Three and Out: Taysom Hill, No. 25 BYU stave off Houston's upset bid
Earlier this week BYU entered the Associated Press poll for the first time in two years. The No. 25 Cougars made that momentum count with a 33-25 home victory over Houston on Thursday night. Here are three thoughts from that game:
1. Taysom the Great
BYU quarterback Taysom Hill was once again a jack-of-all-trades for the Cougars. He completed 21 of his 34 passes for 200 yards, one touchdown and two picks. He also rushed 26 times for 160 yards and another score. Behind Hill, BYU’s read-option attack kept Houston's defense on its heels.
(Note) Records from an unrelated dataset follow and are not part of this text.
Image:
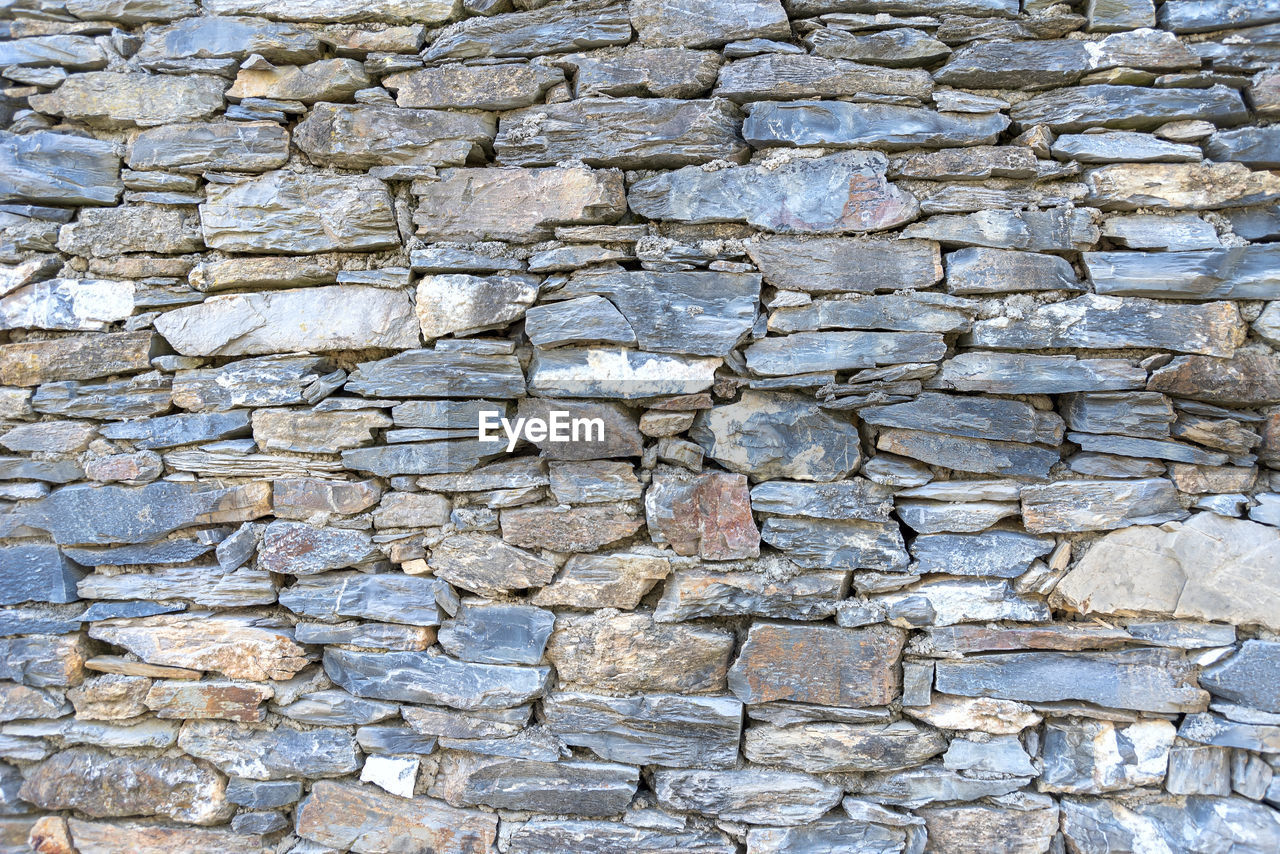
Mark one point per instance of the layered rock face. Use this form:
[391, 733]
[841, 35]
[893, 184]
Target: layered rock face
[720, 427]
Through three games this season, Hill is making the most of an improved passing game. In 2013 the quarterback completed just 53.9 percent of his throws. Through three games this season, that number has improved to 68.4. Hill did throw two interceptions on the night, but neither was entirely his fault. For the most part, the quarterback looks more polished in BYU's option attack.
BYU’s opponents know what to expect from Hill’s scrambling ability – he rushed for more than 1,300 yards last season, and through three games he's scampered for 356 yards (5.7 per carry) and six scores. But if he can keep defenses honest with his arm, the Cougars add a dangerous element to their offense. Hill was already one of the country’s most exciting players without being a very effective passer. A true dual-threat game is the kind of repertoire that could lift Hill into darkhorse Heisman discussion.
2. BYU defense
Hill steals most of the spotlight with his highlight-reel skills on offense, but BYU’s defense did a number on Houston for much of the game.
Early on Houston had no answer for BYU’s defense, allowing Hill and company to build a double-digit lead. The Cougars opened the scoring when linebacker Zac Stout burst through the line and slammed Houston’s Ryan Jackson in the end zone for a safety at 10:37 in the first quarter. By the time BYU scored its second touchdown late in the first period to go up 16-0, the Cougars’ defense had held Houston to -31 total yards.
Houston quarterback John O’Korn did his best to keep his team’s hopes alive by completing 30 passes for 307 yards and three touchdowns, including a 45-yard Hail Mary at the end of the first half. But BYU’s defense kept Houston from extending drives on third down. Houston converted only 6 of 16 third downs, and it didn’t help that coach Tony Levine’s squad averaged a measly 0.8 yards per rush. BYU knew what to expect from Houston's attack.
BYU’s defense could be the real deal. It held UConn and Texas to a combined 17 points in its first two wins. On Thursday the Cougars were aggressive and forced Houston to stay one-dimensional. Hill will get plenty of headlines on offense, but the defense might be what helps this BYU team to an unbeaten season.
3. Playoff hopes?
Since demolishing Texas last week, BYU has gotten plenty of love as a potential sleeper for the College Football Playoff. The Cougars now have an impressive road win over a Power Five program and a 3-0 record. Plus, it’s difficult to find a guaranteed loss on BYU’s remaining schedule. Road games at UCF, Boise State and Cal might be the toughest roadblocks ahead for the Cougars.
An unbeaten BYU would be a remarkable story in the playoff’s first season. But would that be enough to convince the selection committee of the program's merit? Most expect the playoff era to make it tougher for a program outside the Power Five to contend for a national championship. That’s mostly because the playoff selection committee will supposedly stress strength of schedule in its human-comprised rankings. Even with a victory over Texas, BYU’s slate isn’t likely to stack up against other Power Five programs.
The selection committee says it will tab the “best” four teams for the playoff, not the most deserving teams. With that in mind, it’s hard to imagine BYU convincing 13 people that it’s a top-four team in the country.